Many educational experts say that learning and teaching at other schools entail many inconveniences.
For instance, displaced students and teachers have fewer opportunities to use school facilities than regular students and teachers.
According to sources, students at a middle school they are temporarily attending are given limited use of the science room, the music room and the gym. This is because the curriculum of the host school is given priority over that of the displaced school.
The displaced students have been told not to enter areas other than those the school allows them to use to prevent trouble.
"I feel sorry for my students, because they must be feeling uncomfortable," the principal of the displaced school said.
Students of some schools have to use facilities of several different schools, forcing teachers and students to travel between them to attend events, such as club activities, student council meetings and teachers' meetings.
Miyagi Prefectural Agriculture High School, which was badly damaged by the tsunami, had used facilities of three high schools in the prefecture before its classes began at its own makeshift school building last Thursday.
Prior to this, about 240 students of the farm machinery course gathered at a meeting spot every morning and took buses to school. Because it took 90 minutes to reach their destination, the first class of the day was given en route. As the bus rides were bumpy, students had to hold their sheets and notebooks against the windows to write.
Eiya Kosai, 16, a second-year student at the school, said: "I had a hard time writing. Every time the bus went over a bump, my handwriting became crooked."
Some students on the buses also experienced motion sickness.
Attending classes at school buildings that are not their own has also negatively affected the students' academic performance.

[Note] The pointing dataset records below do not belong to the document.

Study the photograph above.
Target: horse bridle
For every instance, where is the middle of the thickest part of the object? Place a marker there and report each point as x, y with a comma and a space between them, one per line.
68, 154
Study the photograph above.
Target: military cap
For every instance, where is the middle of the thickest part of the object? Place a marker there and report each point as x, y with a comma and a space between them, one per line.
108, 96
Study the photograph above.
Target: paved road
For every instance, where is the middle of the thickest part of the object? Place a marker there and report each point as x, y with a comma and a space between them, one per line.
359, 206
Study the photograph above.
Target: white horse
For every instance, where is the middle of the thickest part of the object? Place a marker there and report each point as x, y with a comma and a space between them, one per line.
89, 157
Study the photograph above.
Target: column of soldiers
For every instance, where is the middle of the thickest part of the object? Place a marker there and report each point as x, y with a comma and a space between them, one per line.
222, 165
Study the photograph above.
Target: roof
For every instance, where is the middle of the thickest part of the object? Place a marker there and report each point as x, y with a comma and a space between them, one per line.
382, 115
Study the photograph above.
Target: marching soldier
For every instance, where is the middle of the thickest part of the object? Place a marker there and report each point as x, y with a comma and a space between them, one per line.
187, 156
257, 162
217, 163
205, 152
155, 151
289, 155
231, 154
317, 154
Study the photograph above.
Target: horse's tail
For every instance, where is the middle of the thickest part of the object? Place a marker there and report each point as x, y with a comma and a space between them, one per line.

A third-year student at the school said, "I lacked sleep and couldn't concentrate on classes well."
Before the disaster, teachers at the school had spare time to make handout materials for students and prepare for classes to make them efficient and understandable.
However, after they were displaced by the disaster, the teachers had much less prep time, as they had to travel between the school's three temporary locations.
"I wonder whether our students understood the classes enough," one of the teachers said.
Meanwhile, Watanoha Middle School in Ishinomaki in the prefecture is getting back to some semblance of normalcy after it started the second trimester at its newly built temporary school building last Thursday. Students at the school had been learning at three separate locations, one for each school year. They were finally reunited at the new building built in the playground of a primary school in the city.
Sana Takagi, 12, a first-year student whose house was destroyed in the tsunami and who has since been living at her grandfather's place, said: "I was driven to the temporary school by my grandfather every day. Now, I can go to school by bicycle."
Although the new building has thin walls and less space than the original, the school's principal, Hiroshi Abe, 57, was happy the students once again had a school to call their own.
"We were forced to learn in what was like a training camp before. Now we can finally get back to a real school life," he said.